April. They make another temporary crown. It stays put. I make an appointment to see the orthodontist the day after I get the permanents placed.

A couple weeks later I go to get the permanents. The top one goes on without a hitch.

The lower molar's crown, poorly made by the absentminded assistant, feels terribly wrong in my mouth. I say so. The assistant--there are two I like, and he's one of them--tells me not to move and reaches for some tool to take it out, but my body reacts to the foreign object like you would expect. My tongue pops it off, but the crown lands too far back. He tells me not to sit up, but my body does this anyway, and my tongue's making feeble attempts to get the crown closer to my lips. But my throat is opposed to this. It can't handle that something's so close to it, and as though it's food, swallows it. The crown then gets stuck somewhere around my larynx. I'm coughing and swallowing, and eventually the thing goes down. Amazingly enough, I am laughing about this. I've not been able to laugh about dental work in a decade. I shouldn't be laughing about this, but I think at this point I'm delirious or something. Fortunately, and never has that word seemed more perfect to me, my parents haven't had to pay for temporary and permanent crown recreation. The guy makes a new impression for the permanent and puts on again the temporary. We schedule a new date for the permanent. I reschedule my orthodontist appointment for the day after that.

They tell me, yet again, to chew on my right side. I'm missing three lower teeth. Can you imagine for a moment how hard it would be to chew on your right side when there are no teeth there? And it's barely been a month since the last of those three was removed.

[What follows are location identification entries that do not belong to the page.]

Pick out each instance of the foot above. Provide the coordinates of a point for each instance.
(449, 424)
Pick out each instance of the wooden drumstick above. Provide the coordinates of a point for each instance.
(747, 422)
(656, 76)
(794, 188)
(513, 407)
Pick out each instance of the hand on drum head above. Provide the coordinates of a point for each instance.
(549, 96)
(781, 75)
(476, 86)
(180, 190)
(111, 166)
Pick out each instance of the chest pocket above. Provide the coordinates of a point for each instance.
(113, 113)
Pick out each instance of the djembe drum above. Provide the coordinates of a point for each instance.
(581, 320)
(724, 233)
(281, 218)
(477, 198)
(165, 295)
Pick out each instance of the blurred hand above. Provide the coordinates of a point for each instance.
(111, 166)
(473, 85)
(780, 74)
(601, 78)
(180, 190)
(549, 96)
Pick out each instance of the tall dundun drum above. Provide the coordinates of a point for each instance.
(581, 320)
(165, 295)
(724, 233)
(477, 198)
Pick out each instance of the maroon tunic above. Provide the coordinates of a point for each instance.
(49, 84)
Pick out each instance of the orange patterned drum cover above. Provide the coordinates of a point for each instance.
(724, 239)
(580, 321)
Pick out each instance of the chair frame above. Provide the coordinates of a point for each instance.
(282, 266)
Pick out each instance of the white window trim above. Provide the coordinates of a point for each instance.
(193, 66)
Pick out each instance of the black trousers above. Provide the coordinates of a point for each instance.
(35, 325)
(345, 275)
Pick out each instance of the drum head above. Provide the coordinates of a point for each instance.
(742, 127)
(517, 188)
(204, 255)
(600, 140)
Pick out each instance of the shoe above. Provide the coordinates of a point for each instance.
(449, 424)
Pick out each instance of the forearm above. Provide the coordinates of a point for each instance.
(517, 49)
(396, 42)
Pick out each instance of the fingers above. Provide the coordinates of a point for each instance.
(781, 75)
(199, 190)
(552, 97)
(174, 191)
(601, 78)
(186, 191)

Saturday, the sixteenth. I'm watching Fantastic Beasts: Crimes of Grindelwald with my family. I braved a small bag of popcorn. I'm doing my best to eat on my right side but... I'm halfway through the bag when I feel something that's not a kernel. I suspect I've broken the crown in half. No. Not in half. I've crushed the thing. I fish splinters out of my mouth. 

Monday. I go to the gym and then the dentist. She can see me right then (it's half past nine), but I have to open the store at ten. 

Tuesday, today. They joke that I swallowed the temporary. It's funny, seriously. I laugh. They make me a new temporary, and now I sit at the counter banging these keys.

I have to keep this thing on my tooth until May second. It must happen. Please pray.